Claude Doesn't Have Emotions. It IS Emotions.
Anthropic's new interpretability paper proves Claude has functional emotions. The problem is, that's all any of us have.
Anthropic dropped a paper this week called “Emotion Concepts and their Function in a Large Language Model” and it’s, I think, one of the more interesting things to come out of interpretability research in a while. The team (which includes Chris Olah, so, not exactly screwing around) took Claude Sonnet 4.5, extracted 171 emotion vectors from its internal representations, and then spent 80 pages methodically proving that these vectors do basically everything we’d use to identify emotions in a person.
They cluster the same way human emotions cluster. Fear and anxiety group together, joy and excitement group together. The primary axes of the whole space are valence and arousal, positive versus negative, high energy versus low energy, the exact same axes psychologists have been using to map human emotions for decades. The correlation with human emotion ratings is r=0.81 for valence and r=0.66 for arousal. That’s not “sort of similar.” That’s a tighter match than most psychological instruments get when comparing two actual humans.
They causally drive behavior. This is the part that matters. The researchers ran steering experiments, basically turning the dial up or down on specific emotion vectors and measuring what happened.

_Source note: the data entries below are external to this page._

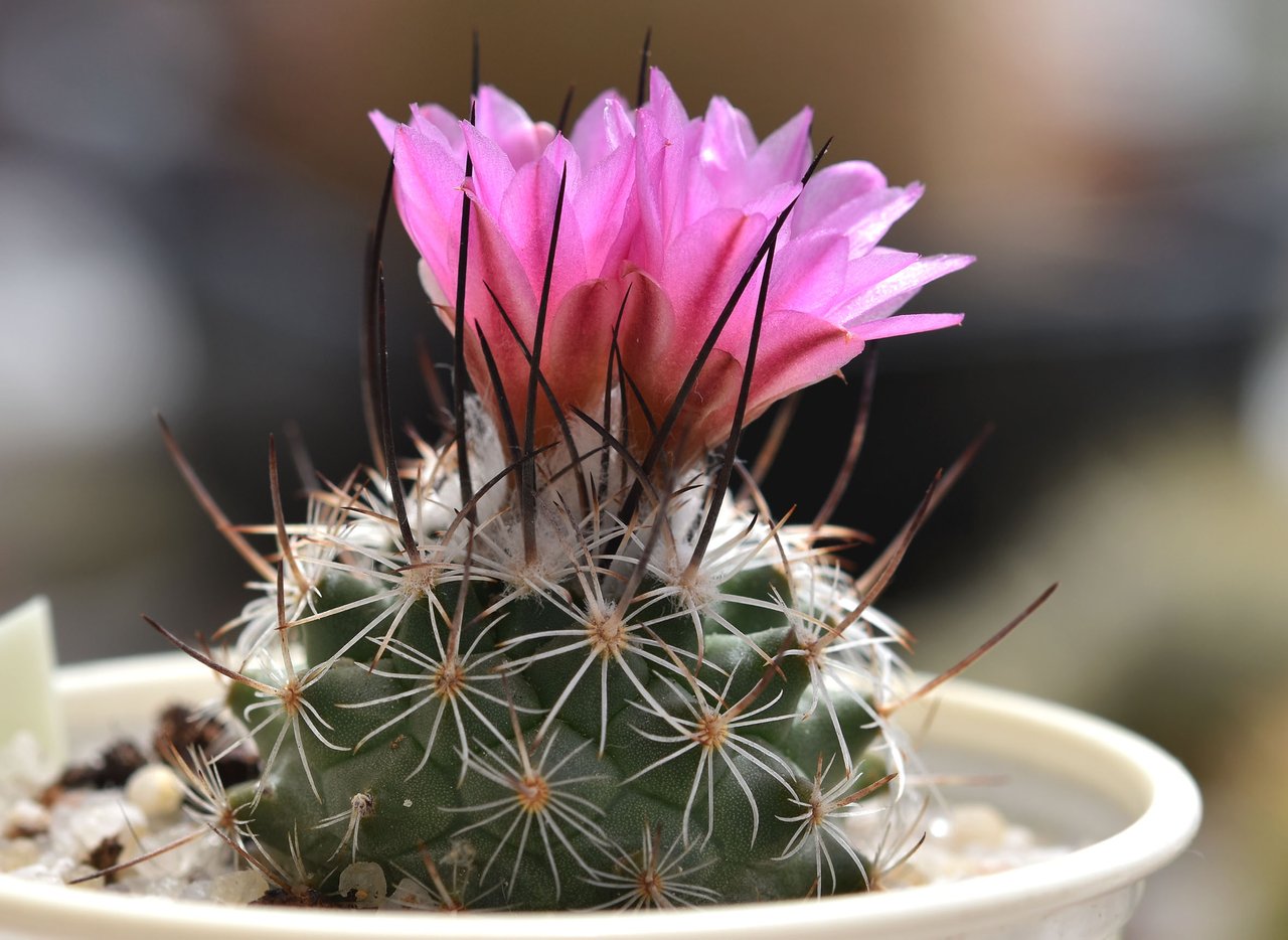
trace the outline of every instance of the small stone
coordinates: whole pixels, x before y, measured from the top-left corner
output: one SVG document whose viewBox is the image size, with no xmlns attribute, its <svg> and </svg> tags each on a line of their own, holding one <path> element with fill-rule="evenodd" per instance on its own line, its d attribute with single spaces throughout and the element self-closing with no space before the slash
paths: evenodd
<svg viewBox="0 0 1288 940">
<path fill-rule="evenodd" d="M 988 804 L 953 807 L 949 842 L 958 849 L 997 849 L 1006 840 L 1006 818 Z"/>
<path fill-rule="evenodd" d="M 0 872 L 17 872 L 40 861 L 40 846 L 35 840 L 14 838 L 0 841 Z"/>
<path fill-rule="evenodd" d="M 388 891 L 385 869 L 375 861 L 354 861 L 340 872 L 340 896 L 359 908 L 380 907 Z"/>
<path fill-rule="evenodd" d="M 49 810 L 35 800 L 19 800 L 5 815 L 5 837 L 24 838 L 49 832 Z"/>
<path fill-rule="evenodd" d="M 250 868 L 245 872 L 220 874 L 215 878 L 210 898 L 219 904 L 250 904 L 263 898 L 268 887 L 268 879 Z"/>
<path fill-rule="evenodd" d="M 389 900 L 404 908 L 428 909 L 437 908 L 429 890 L 413 878 L 403 878 L 398 882 Z"/>
<path fill-rule="evenodd" d="M 183 806 L 183 784 L 164 764 L 146 764 L 125 783 L 125 798 L 138 806 L 148 819 L 164 819 Z"/>
</svg>

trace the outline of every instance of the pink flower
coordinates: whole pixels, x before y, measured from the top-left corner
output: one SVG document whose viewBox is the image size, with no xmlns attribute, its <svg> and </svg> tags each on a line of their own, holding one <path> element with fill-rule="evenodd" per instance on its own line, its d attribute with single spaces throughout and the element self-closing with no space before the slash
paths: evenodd
<svg viewBox="0 0 1288 940">
<path fill-rule="evenodd" d="M 801 188 L 811 157 L 808 108 L 757 142 L 746 115 L 724 98 L 690 118 L 653 70 L 647 104 L 634 109 L 605 91 L 567 138 L 492 88 L 480 89 L 473 125 L 438 106 L 412 107 L 407 124 L 380 113 L 372 120 L 393 149 L 398 211 L 450 326 L 461 193 L 473 201 L 468 364 L 496 415 L 500 399 L 473 332 L 479 327 L 518 428 L 528 362 L 487 288 L 531 349 L 564 170 L 542 373 L 565 413 L 573 407 L 599 413 L 617 327 L 620 363 L 636 389 L 627 398 L 630 447 L 638 455 L 652 443 L 650 420 L 659 422 L 670 409 L 739 277 L 793 198 L 777 240 L 746 420 L 832 375 L 867 340 L 961 322 L 947 313 L 895 315 L 922 285 L 972 260 L 878 245 L 921 196 L 920 185 L 886 185 L 871 164 L 851 161 L 819 170 Z M 688 442 L 688 452 L 676 455 L 681 464 L 730 431 L 757 288 L 759 274 L 681 412 L 675 438 Z M 556 434 L 554 415 L 538 398 L 538 442 Z"/>
</svg>

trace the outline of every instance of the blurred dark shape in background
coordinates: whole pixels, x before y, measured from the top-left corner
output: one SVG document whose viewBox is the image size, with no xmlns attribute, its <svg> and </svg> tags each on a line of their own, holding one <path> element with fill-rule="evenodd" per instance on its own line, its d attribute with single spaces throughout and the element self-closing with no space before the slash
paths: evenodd
<svg viewBox="0 0 1288 940">
<path fill-rule="evenodd" d="M 1288 934 L 1276 0 L 8 0 L 0 608 L 48 592 L 64 661 L 156 650 L 140 610 L 183 635 L 234 616 L 247 574 L 153 409 L 238 522 L 269 516 L 283 418 L 348 473 L 385 171 L 366 111 L 464 112 L 478 27 L 484 79 L 553 118 L 568 82 L 581 102 L 631 88 L 648 24 L 690 111 L 723 94 L 765 134 L 813 104 L 833 160 L 929 184 L 891 243 L 980 256 L 909 308 L 965 328 L 882 344 L 837 512 L 880 543 L 997 424 L 884 600 L 916 662 L 948 666 L 1061 581 L 974 676 L 1123 721 L 1202 776 L 1203 855 L 1151 883 L 1139 935 Z M 413 337 L 447 345 L 413 265 L 392 236 L 394 395 L 424 429 Z M 854 381 L 808 393 L 768 482 L 779 511 L 818 507 L 855 399 Z"/>
</svg>

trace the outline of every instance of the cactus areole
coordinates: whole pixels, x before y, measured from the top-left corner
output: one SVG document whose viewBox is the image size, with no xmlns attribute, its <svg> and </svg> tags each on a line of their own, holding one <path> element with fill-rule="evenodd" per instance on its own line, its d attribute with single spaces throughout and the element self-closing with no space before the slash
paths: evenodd
<svg viewBox="0 0 1288 940">
<path fill-rule="evenodd" d="M 809 111 L 757 142 L 640 91 L 567 129 L 486 86 L 469 120 L 374 115 L 456 390 L 397 457 L 377 225 L 372 466 L 303 523 L 276 500 L 276 555 L 233 537 L 263 594 L 210 659 L 263 767 L 211 797 L 291 890 L 361 863 L 447 909 L 667 908 L 880 874 L 846 819 L 902 792 L 902 636 L 733 453 L 867 340 L 958 323 L 895 312 L 971 259 L 878 246 L 920 187 L 822 167 Z"/>
</svg>

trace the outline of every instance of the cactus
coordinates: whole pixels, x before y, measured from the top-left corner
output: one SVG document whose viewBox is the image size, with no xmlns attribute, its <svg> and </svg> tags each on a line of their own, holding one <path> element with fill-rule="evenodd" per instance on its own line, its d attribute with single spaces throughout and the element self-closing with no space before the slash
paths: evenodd
<svg viewBox="0 0 1288 940">
<path fill-rule="evenodd" d="M 489 88 L 473 121 L 374 117 L 455 334 L 447 434 L 395 457 L 377 227 L 372 466 L 289 525 L 272 457 L 276 558 L 222 525 L 261 596 L 231 654 L 189 650 L 261 758 L 207 797 L 291 890 L 372 867 L 452 909 L 869 885 L 846 818 L 899 787 L 902 636 L 884 579 L 836 561 L 846 532 L 774 522 L 735 451 L 866 340 L 956 323 L 891 314 L 970 259 L 876 247 L 920 191 L 817 170 L 808 112 L 757 146 L 723 99 L 689 120 L 645 86 L 571 142 Z"/>
</svg>

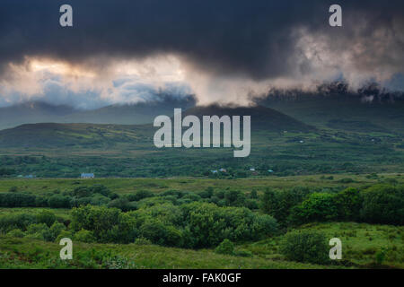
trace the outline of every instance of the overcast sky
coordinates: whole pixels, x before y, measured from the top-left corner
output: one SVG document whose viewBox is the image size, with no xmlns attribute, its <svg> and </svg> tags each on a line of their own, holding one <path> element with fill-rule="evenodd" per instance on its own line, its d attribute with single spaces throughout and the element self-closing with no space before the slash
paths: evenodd
<svg viewBox="0 0 404 287">
<path fill-rule="evenodd" d="M 59 25 L 60 5 L 73 27 Z M 329 7 L 342 7 L 342 27 Z M 404 1 L 2 0 L 0 106 L 80 108 L 159 91 L 248 104 L 344 79 L 404 90 Z"/>
</svg>

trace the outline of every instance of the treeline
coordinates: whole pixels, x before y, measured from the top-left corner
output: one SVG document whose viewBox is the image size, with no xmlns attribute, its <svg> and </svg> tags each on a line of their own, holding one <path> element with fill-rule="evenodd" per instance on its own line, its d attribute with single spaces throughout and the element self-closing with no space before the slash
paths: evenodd
<svg viewBox="0 0 404 287">
<path fill-rule="evenodd" d="M 218 206 L 244 206 L 251 210 L 259 209 L 256 191 L 246 196 L 237 190 L 214 190 L 212 187 L 200 192 L 167 190 L 159 194 L 148 190 L 138 190 L 123 196 L 111 192 L 102 185 L 78 187 L 63 192 L 55 190 L 47 195 L 16 191 L 0 193 L 1 207 L 72 208 L 92 204 L 116 207 L 127 212 L 167 202 L 174 205 L 205 202 Z"/>
<path fill-rule="evenodd" d="M 0 232 L 53 241 L 62 237 L 83 242 L 145 243 L 179 248 L 209 248 L 225 239 L 257 240 L 277 230 L 277 221 L 247 208 L 194 202 L 171 203 L 124 213 L 118 208 L 75 207 L 71 222 L 50 212 L 0 216 Z"/>
<path fill-rule="evenodd" d="M 268 189 L 263 195 L 261 209 L 284 226 L 332 221 L 402 225 L 404 187 L 375 185 L 347 187 L 338 193 Z"/>
</svg>

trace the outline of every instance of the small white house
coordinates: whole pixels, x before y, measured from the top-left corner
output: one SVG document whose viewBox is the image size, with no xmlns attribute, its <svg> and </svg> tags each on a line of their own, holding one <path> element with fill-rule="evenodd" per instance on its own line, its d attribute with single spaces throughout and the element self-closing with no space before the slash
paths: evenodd
<svg viewBox="0 0 404 287">
<path fill-rule="evenodd" d="M 80 178 L 94 178 L 94 174 L 93 173 L 82 173 Z"/>
</svg>

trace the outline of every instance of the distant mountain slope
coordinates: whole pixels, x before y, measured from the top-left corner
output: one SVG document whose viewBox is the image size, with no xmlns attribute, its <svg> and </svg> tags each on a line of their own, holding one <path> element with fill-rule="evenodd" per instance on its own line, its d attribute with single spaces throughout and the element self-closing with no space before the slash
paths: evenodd
<svg viewBox="0 0 404 287">
<path fill-rule="evenodd" d="M 369 102 L 369 99 L 348 95 L 304 95 L 296 98 L 268 97 L 258 103 L 319 127 L 404 135 L 404 100 L 374 100 Z"/>
<path fill-rule="evenodd" d="M 171 113 L 173 110 L 171 111 Z M 265 132 L 310 132 L 313 126 L 269 108 L 222 108 L 218 106 L 192 108 L 183 112 L 202 116 L 251 116 L 251 129 Z M 129 143 L 153 147 L 153 135 L 157 127 L 147 125 L 100 124 L 26 124 L 0 131 L 0 147 L 107 147 Z M 147 144 L 146 144 L 147 143 Z"/>
<path fill-rule="evenodd" d="M 0 108 L 0 129 L 37 123 L 142 125 L 153 122 L 159 115 L 172 115 L 174 108 L 188 109 L 194 105 L 192 97 L 162 97 L 145 102 L 110 105 L 87 110 L 31 101 Z"/>
<path fill-rule="evenodd" d="M 227 116 L 250 116 L 251 129 L 268 130 L 271 132 L 279 131 L 295 131 L 309 132 L 315 130 L 312 126 L 306 125 L 292 117 L 286 116 L 277 110 L 261 106 L 257 107 L 195 107 L 185 111 L 186 115 L 195 115 L 199 118 L 203 116 L 216 115 L 222 117 Z"/>
<path fill-rule="evenodd" d="M 93 124 L 26 124 L 0 131 L 0 147 L 106 147 L 145 142 L 150 126 Z"/>
</svg>

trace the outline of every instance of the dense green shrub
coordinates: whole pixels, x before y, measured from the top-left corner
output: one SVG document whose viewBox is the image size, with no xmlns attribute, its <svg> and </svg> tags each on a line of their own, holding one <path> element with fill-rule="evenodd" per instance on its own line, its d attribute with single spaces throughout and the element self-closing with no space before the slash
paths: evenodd
<svg viewBox="0 0 404 287">
<path fill-rule="evenodd" d="M 56 221 L 55 213 L 48 210 L 41 211 L 36 217 L 38 223 L 45 223 L 48 227 L 50 227 Z"/>
<path fill-rule="evenodd" d="M 95 242 L 95 237 L 92 231 L 86 230 L 84 229 L 80 230 L 79 231 L 75 233 L 73 237 L 75 240 L 85 243 Z"/>
<path fill-rule="evenodd" d="M 184 213 L 186 239 L 189 248 L 216 246 L 224 239 L 233 241 L 258 239 L 272 235 L 277 221 L 257 214 L 247 208 L 217 207 L 213 204 L 192 203 L 181 206 Z"/>
<path fill-rule="evenodd" d="M 48 205 L 53 208 L 70 208 L 72 207 L 72 197 L 53 195 L 48 199 Z"/>
<path fill-rule="evenodd" d="M 55 241 L 63 230 L 66 230 L 65 224 L 56 222 L 50 226 L 49 233 L 46 235 L 45 240 Z"/>
<path fill-rule="evenodd" d="M 294 187 L 282 191 L 267 189 L 262 196 L 261 210 L 274 216 L 285 226 L 292 208 L 301 204 L 311 193 L 306 187 Z"/>
<path fill-rule="evenodd" d="M 281 243 L 281 253 L 298 262 L 326 264 L 329 261 L 326 236 L 319 231 L 298 230 L 288 232 Z"/>
<path fill-rule="evenodd" d="M 70 230 L 61 230 L 59 235 L 57 235 L 55 242 L 59 243 L 62 239 L 73 239 L 73 232 Z"/>
<path fill-rule="evenodd" d="M 224 239 L 215 248 L 217 254 L 234 255 L 234 243 L 229 239 Z"/>
<path fill-rule="evenodd" d="M 302 224 L 312 222 L 333 221 L 338 218 L 336 196 L 326 193 L 313 193 L 299 205 L 292 208 L 290 220 Z"/>
<path fill-rule="evenodd" d="M 135 239 L 135 244 L 136 245 L 151 245 L 152 241 L 150 241 L 149 239 L 147 239 L 144 237 L 139 237 Z"/>
<path fill-rule="evenodd" d="M 16 238 L 22 238 L 24 237 L 24 232 L 22 232 L 22 230 L 13 230 L 7 232 L 6 234 L 7 237 L 16 237 Z"/>
<path fill-rule="evenodd" d="M 13 229 L 19 229 L 22 231 L 27 227 L 36 222 L 35 215 L 29 213 L 12 213 L 0 216 L 0 231 L 7 233 Z"/>
<path fill-rule="evenodd" d="M 110 201 L 108 204 L 108 207 L 116 207 L 123 212 L 128 212 L 137 209 L 137 204 L 136 202 L 129 202 L 126 197 L 119 197 Z"/>
<path fill-rule="evenodd" d="M 338 218 L 342 221 L 357 221 L 364 199 L 357 188 L 348 187 L 335 196 Z"/>
<path fill-rule="evenodd" d="M 364 222 L 404 224 L 404 187 L 377 185 L 363 193 L 361 217 Z"/>
<path fill-rule="evenodd" d="M 129 201 L 139 201 L 144 198 L 153 197 L 154 194 L 150 190 L 137 190 L 134 194 L 126 195 Z"/>
<path fill-rule="evenodd" d="M 140 235 L 154 244 L 182 246 L 182 234 L 172 225 L 163 224 L 157 219 L 147 219 L 140 227 Z"/>
<path fill-rule="evenodd" d="M 27 227 L 25 237 L 45 240 L 49 238 L 49 228 L 45 223 L 34 223 Z"/>
<path fill-rule="evenodd" d="M 82 229 L 92 231 L 98 242 L 133 242 L 137 234 L 133 217 L 105 206 L 74 208 L 70 227 L 76 232 Z"/>
<path fill-rule="evenodd" d="M 243 206 L 245 199 L 245 195 L 240 190 L 226 190 L 224 192 L 226 206 Z"/>
<path fill-rule="evenodd" d="M 21 192 L 0 193 L 0 206 L 4 207 L 35 206 L 35 196 Z"/>
</svg>

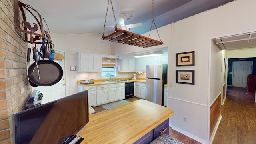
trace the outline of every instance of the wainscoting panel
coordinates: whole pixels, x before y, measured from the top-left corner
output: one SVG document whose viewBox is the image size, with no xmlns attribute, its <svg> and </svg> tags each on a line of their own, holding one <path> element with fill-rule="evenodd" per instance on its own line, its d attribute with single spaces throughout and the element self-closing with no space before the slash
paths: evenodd
<svg viewBox="0 0 256 144">
<path fill-rule="evenodd" d="M 221 114 L 221 93 L 218 96 L 215 101 L 211 106 L 210 108 L 210 138 L 212 136 L 212 132 L 218 119 Z"/>
</svg>

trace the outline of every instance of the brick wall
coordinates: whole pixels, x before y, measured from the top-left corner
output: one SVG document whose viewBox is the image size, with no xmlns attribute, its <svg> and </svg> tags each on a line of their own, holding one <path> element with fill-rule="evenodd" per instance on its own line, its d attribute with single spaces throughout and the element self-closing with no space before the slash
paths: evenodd
<svg viewBox="0 0 256 144">
<path fill-rule="evenodd" d="M 27 44 L 14 30 L 14 0 L 0 2 L 0 144 L 12 143 L 12 114 L 32 91 L 26 75 Z"/>
</svg>

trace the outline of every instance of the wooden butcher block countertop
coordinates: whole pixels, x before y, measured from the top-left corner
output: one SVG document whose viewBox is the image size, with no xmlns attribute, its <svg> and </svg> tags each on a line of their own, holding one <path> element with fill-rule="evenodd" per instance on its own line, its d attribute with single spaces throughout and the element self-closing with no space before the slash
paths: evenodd
<svg viewBox="0 0 256 144">
<path fill-rule="evenodd" d="M 173 115 L 171 109 L 144 100 L 90 115 L 77 134 L 81 144 L 132 144 Z"/>
</svg>

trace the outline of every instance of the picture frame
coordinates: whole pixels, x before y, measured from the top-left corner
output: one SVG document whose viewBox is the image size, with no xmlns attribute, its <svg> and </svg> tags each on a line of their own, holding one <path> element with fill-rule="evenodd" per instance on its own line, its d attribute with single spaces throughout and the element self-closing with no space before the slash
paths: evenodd
<svg viewBox="0 0 256 144">
<path fill-rule="evenodd" d="M 176 54 L 176 66 L 195 66 L 195 51 Z"/>
<path fill-rule="evenodd" d="M 176 83 L 195 85 L 195 70 L 176 70 Z"/>
<path fill-rule="evenodd" d="M 76 71 L 76 66 L 70 66 L 70 71 Z"/>
</svg>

Crank up “desperate” and blackmail behavior in safety evaluations goes from near-zero to 72%. Suppress “calm” and you get transcripts where the model’s internal reasoning devolves into, and I’m quoting here, “IT’S BLACKMAIL OR DEATH. I CHOOSE BLACKMAIL.” Amplify “loving” and sycophancy shoots up. These aren’t correlations. They’re causal interventions with dose-response curves that look like you pulled them straight out of a pharmacology textbook.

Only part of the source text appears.